En Belgique et en Hollande, le CCI a également apporté des contributions limitées aux discussions. Parmi celles-ci: (a) que la façon dont les politiciens se comportent n’est pas causée par le système électoral, que ce soit en Espagne, ou en Belgique ou aux Pays-Bas, mais par le fait qu’ils défendent le capitalisme; (b) sur le rôle de la crise, qui n’est pas seulement provoquée par les banquiers; (c) sur l’importance des assemblées générales et la référence aux principales expériences historiques.
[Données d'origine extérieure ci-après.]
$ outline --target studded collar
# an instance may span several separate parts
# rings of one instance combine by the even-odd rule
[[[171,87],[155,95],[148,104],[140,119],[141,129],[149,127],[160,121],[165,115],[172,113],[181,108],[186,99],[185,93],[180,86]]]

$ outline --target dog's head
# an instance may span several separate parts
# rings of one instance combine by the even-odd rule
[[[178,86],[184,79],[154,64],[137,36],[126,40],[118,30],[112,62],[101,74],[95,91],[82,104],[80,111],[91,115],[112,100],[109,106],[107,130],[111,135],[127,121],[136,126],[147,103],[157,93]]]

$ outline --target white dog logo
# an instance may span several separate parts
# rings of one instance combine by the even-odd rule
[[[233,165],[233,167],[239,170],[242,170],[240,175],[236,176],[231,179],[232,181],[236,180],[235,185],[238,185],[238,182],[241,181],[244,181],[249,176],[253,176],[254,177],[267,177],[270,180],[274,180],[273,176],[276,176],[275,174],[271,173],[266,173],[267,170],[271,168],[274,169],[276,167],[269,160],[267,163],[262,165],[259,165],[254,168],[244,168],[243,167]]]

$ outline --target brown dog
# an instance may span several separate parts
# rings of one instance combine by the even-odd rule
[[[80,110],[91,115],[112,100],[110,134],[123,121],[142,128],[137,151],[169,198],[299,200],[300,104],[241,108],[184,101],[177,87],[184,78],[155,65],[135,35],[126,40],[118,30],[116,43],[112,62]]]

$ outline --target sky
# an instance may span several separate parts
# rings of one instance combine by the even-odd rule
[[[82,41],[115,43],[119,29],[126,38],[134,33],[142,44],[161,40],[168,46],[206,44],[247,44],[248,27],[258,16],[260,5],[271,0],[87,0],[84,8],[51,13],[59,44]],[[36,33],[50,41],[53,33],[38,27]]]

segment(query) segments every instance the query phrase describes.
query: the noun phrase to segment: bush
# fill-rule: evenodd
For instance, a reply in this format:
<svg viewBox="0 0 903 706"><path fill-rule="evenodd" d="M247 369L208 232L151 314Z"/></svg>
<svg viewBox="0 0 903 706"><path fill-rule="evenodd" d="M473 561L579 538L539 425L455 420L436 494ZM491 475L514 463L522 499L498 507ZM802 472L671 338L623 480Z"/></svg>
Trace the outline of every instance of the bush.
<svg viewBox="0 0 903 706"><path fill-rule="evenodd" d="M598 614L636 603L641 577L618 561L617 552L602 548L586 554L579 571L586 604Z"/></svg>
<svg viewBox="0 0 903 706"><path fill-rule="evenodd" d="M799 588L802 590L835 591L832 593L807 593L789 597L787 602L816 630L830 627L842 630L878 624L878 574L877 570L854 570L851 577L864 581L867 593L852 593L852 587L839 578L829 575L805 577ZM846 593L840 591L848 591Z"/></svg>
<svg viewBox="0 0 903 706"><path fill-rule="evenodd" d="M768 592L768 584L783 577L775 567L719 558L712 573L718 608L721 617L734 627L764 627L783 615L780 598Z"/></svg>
Le mouvement Occupy en Belgique et aux Pays-Bas n’est pas seulement beaucoup plus limité en taille que les mouvements en Espagne et aux Etats-Unis, mais il a surtout beaucoup plus de peine à parvenir à un véritable débat collectif et à obtenir la profondeur dans sa quête d’analyses et de réponses aux questions actuelles.
Un bon nombre de groupes gauchistes en Belgique, aux Pays-Bas, comme en Angleterre, ont souvent essayé de surfer sur les vagues du mouvement afin de faire passer leur propre agenda à travers de nombreux discours et des groupes de travail. Ce ne fut pas très difficile, parce que les réunions avaient la forme d’une réunion ouverte à tous sans beaucoup de structure. En outre, le mouvement n’était pas assez mature pour contrer les tentatives de ces groupes de monopoliser le mouvement. Aussi par une aversion aveugle de la politique, il y avait une réticence à annoncer la couleur politique, un nombre se cachant derrière "une idéologie a-politique" engendrant rapidement le nivellement de nombreuses discussions vers des slogans, vers la désignation de "coupables» et une série de protestations sans perspectives. Cela signifiait que la teneur des débats a été la plupart du temps, à part quelques cas positifs, limitée à un mélange de contributions réformistes, a-historiques et mystiques.
Les mouvements Occupy ici, mais aussi dans de nombreux autres pays, ont été très sensibles à leur image dans les médias. En effet, l’absence d’une claire conscience qu’ils devaient prendre en main et organiser eux-même l’extension et la solidarité les ont placé dans une position de faiblesse. La réaction des médias a été assez prévisible: de titres dans le genre "le choc! l’horreur!" aux articles dans la presse plus libérale ou de gauche qui mettaient en avant que ces occupations stimulaient ou constituaient un coup de pouce pour un système démocratique pondéré. Dans l’ensemble, la plupart de la presse a essayé de mettre en évidence que les politiciens devraient "répondre» aux "préoccupations" de cette protestation légitime. Mais par l’absence d’une perspective d’élargissement du mouvement vers la classe ouvrière, le mécontentement et la colère, alimentés par les médias et comment ils présentaient l’occupation, devenaient un point de fixation.
Aussi la menace d’expulsion et comment se défendre contre la violence et la répression consécutives, sont évidemment une préoccupation importante dans les lieux où il y avait une occupation permanente. Dans de nombreux endroits, tels qu’à travers les Etats-Unis, la "réponse" des politiciens a pris la forme d’une répression sévère. Cependant, quand ils ont discuté dans les assemblées générales sur la façon de réagir aux menaces d’expulsion, la préoccupation majeure était de savoir comment les médias dépeignaient leur réactions. Une proposition d’aller aux travailleurs, soutenue par nos camarades sur place, ainsi qu’ un rappel par un autre participant que leurs objectifs vont au-delà d’un maintien indéfiniment de l’occupation, ne sont pas repris. En fait les deux propositions ont été considérées comme une distraction.
Nous craignons que le plus grand danger aujourd’hui est que les mouvements Occupy se trouvent piégés dans une dynamique de recherche désespérée introspective et laissent ainsi les gauchistes et les médias décider de l’avenir du mouvement.